[CSHARP-710] Implement PreSerialize hook on objects Created: 22/Mar/13  Updated: 11/Mar/19  Resolved: 26/Mar/13

Status: Closed
Project: C# Driver
Component/s: None
Affects Version/s: None
Fix Version/s: None

Type: Improvement Priority: Major - P3
Reporter: Vladimir Perevalov Assignee: Unassigned
Resolution: Done Votes: 0
Labels: None
Remaining Estimate: Not Specified
Time Spent: Not Specified
Original Estimate: Not Specified
Environment:

All



 Description   

Bson serialization allow objects to implement ISupportInitialize
and it will call appropriate methods. But I had not found any opposite method.
I think, it would be great to have some custom interface, e.g.:
interface IBsonSerializationHook
{
void BeforeSerialize();
void AfterDeserialize();
}
So it will be easy to do some work before serialization and after deserialization.
I have a use case for this:
There is a document per user {_id:123, ReadArticleIds:[1,2,3,4,5.... 10000]}
ReadArticleIds may contain thousands of Ids. If i just save/load it, it takes forever (more then a second for one record) to load.
But, I know, that I need ReadArticleIds only in memory, I will not be doing any queries against it. So I serialize it with BinaryFormatter and save it in BsonBinaryData. Now it will load/save 100 times faster at least. Even with overhead of binaryformatter.

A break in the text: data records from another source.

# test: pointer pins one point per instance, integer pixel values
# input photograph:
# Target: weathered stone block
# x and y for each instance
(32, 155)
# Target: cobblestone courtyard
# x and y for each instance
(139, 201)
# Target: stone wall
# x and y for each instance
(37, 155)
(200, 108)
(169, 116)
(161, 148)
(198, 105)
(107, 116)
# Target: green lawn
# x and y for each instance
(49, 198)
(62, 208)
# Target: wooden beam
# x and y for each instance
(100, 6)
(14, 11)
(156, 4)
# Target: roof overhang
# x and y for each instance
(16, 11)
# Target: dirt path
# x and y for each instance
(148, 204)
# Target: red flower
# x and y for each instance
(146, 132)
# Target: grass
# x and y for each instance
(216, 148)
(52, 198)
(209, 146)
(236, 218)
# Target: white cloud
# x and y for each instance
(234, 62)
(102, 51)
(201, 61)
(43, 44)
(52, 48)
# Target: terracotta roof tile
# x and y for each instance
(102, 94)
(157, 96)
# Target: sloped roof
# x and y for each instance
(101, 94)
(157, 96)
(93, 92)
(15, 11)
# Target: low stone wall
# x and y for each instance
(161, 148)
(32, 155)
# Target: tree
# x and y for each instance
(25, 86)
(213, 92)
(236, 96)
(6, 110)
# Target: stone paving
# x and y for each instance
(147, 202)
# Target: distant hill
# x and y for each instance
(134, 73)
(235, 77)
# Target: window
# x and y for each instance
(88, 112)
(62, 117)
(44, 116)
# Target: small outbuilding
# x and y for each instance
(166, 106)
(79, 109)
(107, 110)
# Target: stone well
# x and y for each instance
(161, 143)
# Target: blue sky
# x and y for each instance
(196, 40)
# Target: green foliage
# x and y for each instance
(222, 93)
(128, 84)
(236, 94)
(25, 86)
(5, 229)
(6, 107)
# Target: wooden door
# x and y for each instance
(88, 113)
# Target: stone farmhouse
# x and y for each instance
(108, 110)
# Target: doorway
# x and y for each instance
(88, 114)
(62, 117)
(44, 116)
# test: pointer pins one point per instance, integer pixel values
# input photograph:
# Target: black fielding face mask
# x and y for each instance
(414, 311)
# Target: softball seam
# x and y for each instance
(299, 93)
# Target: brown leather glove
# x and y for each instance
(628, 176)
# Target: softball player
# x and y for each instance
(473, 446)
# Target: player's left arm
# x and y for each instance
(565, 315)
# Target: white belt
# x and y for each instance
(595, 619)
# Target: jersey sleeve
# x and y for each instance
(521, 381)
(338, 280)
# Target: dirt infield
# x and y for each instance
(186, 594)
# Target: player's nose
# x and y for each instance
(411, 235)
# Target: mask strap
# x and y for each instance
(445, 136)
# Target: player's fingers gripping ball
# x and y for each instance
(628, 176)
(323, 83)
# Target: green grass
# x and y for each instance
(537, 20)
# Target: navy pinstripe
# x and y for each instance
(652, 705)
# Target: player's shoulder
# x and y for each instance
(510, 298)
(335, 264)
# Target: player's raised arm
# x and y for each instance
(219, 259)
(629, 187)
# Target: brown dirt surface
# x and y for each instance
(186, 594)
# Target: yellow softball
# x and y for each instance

I tried to implement IBsonSerializable and inside do my stuff and just call BsonSerializer.Seriaze(). But that obviuously caused stack overflow

Also, I just don't like doing such hacky customization. Code would be much easier to understand with appropriate interface/method names.



 Comments   
Comment by Vladimir Perevalov [ 27/Mar/13 ]

Here are some more detailed test results. First of all I'll describe my records and data. Here's my class for record:
public class UserReadArticlesNative
{
[BsonId]
public long UserId

{ get; set; }
public Dictionary<long, HashSet<long>> ReadArticleIds { get; set; }

}
It usually holds 20-60 records in the dictionary and 1000-20000 records in each HashSet. ArticleIds are mostly sequential (identity in SQL) and numbers are around 7000000 and growing.
I've selected 10 most active users, they have totally 5000-30000 ids in the dictionary (ReadArticleIds.Sum(x => x.Value.Count)).
I've created empty test database. First I do write tests (write only 10 users in a separate collection, but repeat (overwrite) many times). Then I read, again many times, I read each user's record in a loop.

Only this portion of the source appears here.